Now, while money ain’t everything, it is the one thing creating opportunity and possibility in this godforsaken society we live in. Without money, you’re grounded. Money, or the lack thereof, decides what you can or cannot do – quite effectively, onto that. With money – you can do anything. Without money, you can’t do shit.
That’s part of the worldwide agreement human beings has created to have a ground to stand on, in our individual dreams – accordingly to don Miguel Ruiz, but this is also something I’ve been aware of for some twenty years or so. We need a common ground to stand on, or the common dream would be very wobbly.
Bearing that in mind, an agreement I would like to do with myself is – to be a woman with financial means to create the life of her (mine!) dreams.
How I’m going to get there, I have no idea – but that’s not part of the agreement. The agreement is to be that woman, with those financial means. The how-to-get-there is fairly irrelevant, aside from the fact I’d like to enjoy it.

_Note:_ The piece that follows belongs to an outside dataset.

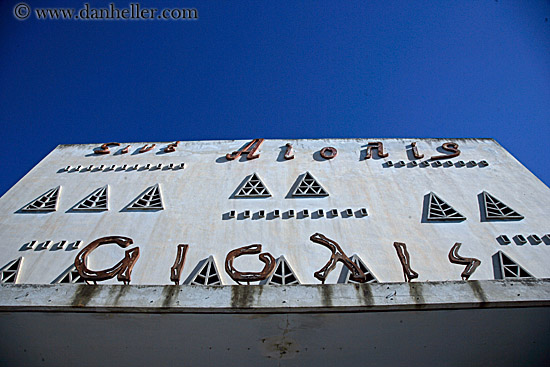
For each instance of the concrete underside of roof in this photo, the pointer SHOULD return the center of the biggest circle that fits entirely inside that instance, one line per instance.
(505, 323)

Now – as for my life dream itself, aside from money, is quite simple. I don’t want to live fast, fancy or supercool. My dream is to live in a cabin/cottage somewhere out in the forest. I don’t need that much space (although I do want enough space for the things I enjoy doing), and I want to be able to open the door and step right into nature. In this cabin/cottage, I’d like to keep couple of dogs, couple of cats, and perhaps some pygmé goats and perhaps even some hen.
The whole point is living close to, and in companionship with nature. I would really, really like that. And far away from people. I’m tired of the constant buzzing of people thinking, people talking, people being everywhere. Even when I’m inside my apartment, there are still people only few meters away, in the apartments next to mine, under mine – everywhere. I want distance between myself and other people. I want peace and quiet, and lots of room for my own thoughts to grow. I would absolutely love that.
Another point with living like this is to make the bridge between physical and spirit world closer. To be connected in a way that at least I personally, feel I cannot be living in the city. Again: too many people, too much noise. I would so enjoy living in a way where I could and would be connected to earth and the elements.
I already adressed this in a previous post, but I’d also really like the ability (with all those financial means) and possibility to be generous with my money. I know I could do so much good, given the chance. There are so many causes I’d like to support. In general, I would direct my support towards animal organizations. I’d like to support dogs, cats, elephants, dolphins, lions… I’d love to do that. Not to mention, I have friends who I’d love to spoil rotten. I know this sounds like I want a whole shitload of money – and quite frankly, yes, I do.
Because you know what?
I would like to have fun, the rest of my life. I’d like to know what it’s like, knowing you’re safe, not having to turn every penny over and over again before spending it. I’d like to know what it’s like to live in abundance, and to share that abundance just because I can.
It feels weird to adress this in the end, since money ain’t everything – but, I’d also like to have close, deep, intimate connections with a selected few people. I want to love, and to feel love – properly. I want healthy, prosperous, loving relationships with the people that matters to me.
Quite honestly, I don’t feel that I’m asking for much. Compared to my current situation, it’s a lot. But the general idea of it, isn’t really that much. But this is the kind of life I would like to agree with myself that I am going to live.
Not that I have any idea of where to start. But perhaps I should start with the people. Taking care of the relationships I have, and finding new ones. I’ll get back to you on that one.